When a 7.50 g sample of solid NaOH dissolves in100.00 g of water in a coffee-cup calorimeter, the temperature rises from 21.6°C to 37.8°C. Calculate the ∆H (in kJ/mol NaOH) for the solution process. (Assume the specific heat of the solution formed is 4.18 J/g-K). Note: The total mass=107.50 g. (Atomic mass of O-15.999 g/mol; H-1.008 g/mol; Na-22.990 g/mol).
NaOH(s)→ Na+(aq) + OH– (aq)
-44.30 kJ/mol
-5.44 kJ/mol
-2.67 kJ/mol
-38.32 kJ/mol
To solve the problem, we need to use the equation:
q = mCΔT
where q is the heat gained or lost by the system (in this case, the solution), m is the mass of the solution, C is the specific heat capacity of the solution, and ΔT is the change in temperature.
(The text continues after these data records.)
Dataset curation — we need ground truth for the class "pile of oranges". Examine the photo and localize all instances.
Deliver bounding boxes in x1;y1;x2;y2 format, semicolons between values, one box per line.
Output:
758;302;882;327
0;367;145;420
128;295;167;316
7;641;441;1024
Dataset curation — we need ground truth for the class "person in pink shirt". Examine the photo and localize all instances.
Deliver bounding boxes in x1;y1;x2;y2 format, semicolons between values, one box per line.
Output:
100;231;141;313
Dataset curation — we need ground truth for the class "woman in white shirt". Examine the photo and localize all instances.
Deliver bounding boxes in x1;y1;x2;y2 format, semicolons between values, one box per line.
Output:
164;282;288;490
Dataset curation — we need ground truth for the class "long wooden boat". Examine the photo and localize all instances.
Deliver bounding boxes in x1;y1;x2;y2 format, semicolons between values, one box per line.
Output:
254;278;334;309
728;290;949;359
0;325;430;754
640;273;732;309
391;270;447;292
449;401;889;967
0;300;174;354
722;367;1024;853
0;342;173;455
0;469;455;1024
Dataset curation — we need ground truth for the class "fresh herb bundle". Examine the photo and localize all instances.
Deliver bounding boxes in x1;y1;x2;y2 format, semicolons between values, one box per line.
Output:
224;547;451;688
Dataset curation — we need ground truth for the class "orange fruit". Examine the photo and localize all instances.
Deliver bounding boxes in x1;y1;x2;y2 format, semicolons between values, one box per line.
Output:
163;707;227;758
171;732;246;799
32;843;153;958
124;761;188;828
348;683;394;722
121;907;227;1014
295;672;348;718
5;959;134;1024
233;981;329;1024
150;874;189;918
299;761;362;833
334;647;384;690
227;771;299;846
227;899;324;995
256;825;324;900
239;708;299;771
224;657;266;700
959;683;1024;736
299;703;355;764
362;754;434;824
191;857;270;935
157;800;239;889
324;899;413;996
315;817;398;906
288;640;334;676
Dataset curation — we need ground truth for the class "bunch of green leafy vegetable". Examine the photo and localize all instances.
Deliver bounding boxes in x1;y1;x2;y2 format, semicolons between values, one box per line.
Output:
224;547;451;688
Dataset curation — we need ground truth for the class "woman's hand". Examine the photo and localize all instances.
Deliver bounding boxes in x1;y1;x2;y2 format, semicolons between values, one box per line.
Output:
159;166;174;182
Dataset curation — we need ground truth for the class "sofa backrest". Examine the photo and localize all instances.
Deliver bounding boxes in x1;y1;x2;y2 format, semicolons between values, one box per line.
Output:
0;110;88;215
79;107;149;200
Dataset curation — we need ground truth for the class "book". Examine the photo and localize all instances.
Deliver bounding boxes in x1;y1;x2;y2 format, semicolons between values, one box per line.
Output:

First, we need to calculate the heat gained by the solution:
q = mCΔT
q = (107.50 g)(4.18 J/g-K)(37.8°C - 21.6°C)
q = 9,434.04 J
Next, we need to convert the mass of NaOH to moles:
moles of NaOH = 7.50 g / 40.00 g/mol
moles of NaOH = 0.1875 mol
Finally, we can calculate the ∆H for the solution process:
∆H = -q / moles of NaOH
∆H = -(9,434.04 J) / (0.1875 mol)
∆H = -50,226.24 J/mol
Converting to kJ/mol:
∆H = -50.22624 kJ/mol
Rounding to 2 significant figures, we get:
∆H = -44.30 kJ/mol (option a)
To calculate the ΔH for the solution process, we can use the following equation:
ΔH = q / n
where ΔH is the enthalpy change, q is the heat absorbed or released, and n is the number of moles of solute (NaOH).
Step 1:
First, calculate the heat absorbed or released (q) using the formula:
q = m × c × ΔT
where m is the mass of the solution (107.50 g), c is the specific heat of the solution (4.18 J/g-K), and ΔT is the change in temperature (37.8°C - 21.6°C = 16.2°C).
q = 107.50 g × 4.18 J/g-K × 16.2°C
q = 7121.379 J
Step 2:
Next, calculate the number of moles of NaOH (n) using its molar mass (40.00 g/mol) and the mass of the NaOH sample (7.50 g).
n = mass / molar mass
n = 7.50 g / 40.00 g/mol
n = 0.1875 mol
Step 3:
Finally, substitute the values of q and n into the equation to calculate ΔH:
ΔH = q / n
ΔH = 7121.379 J / 0.1875 mol
Now, convert J to kJ by dividing by 1000:
ΔH = (7121.379 J / 0.1875 mol) / 1000
ΔH = 37920.69 J/mol / 1000
ΔH ≈ 37.92 kJ/mol
Therefore, the ΔH (in kJ/mol NaOH) for the solution process is approximately 37.92 kJ/mol.
None of the listed options matches the calculated value, so it seems like there might be an error in the question or calculation.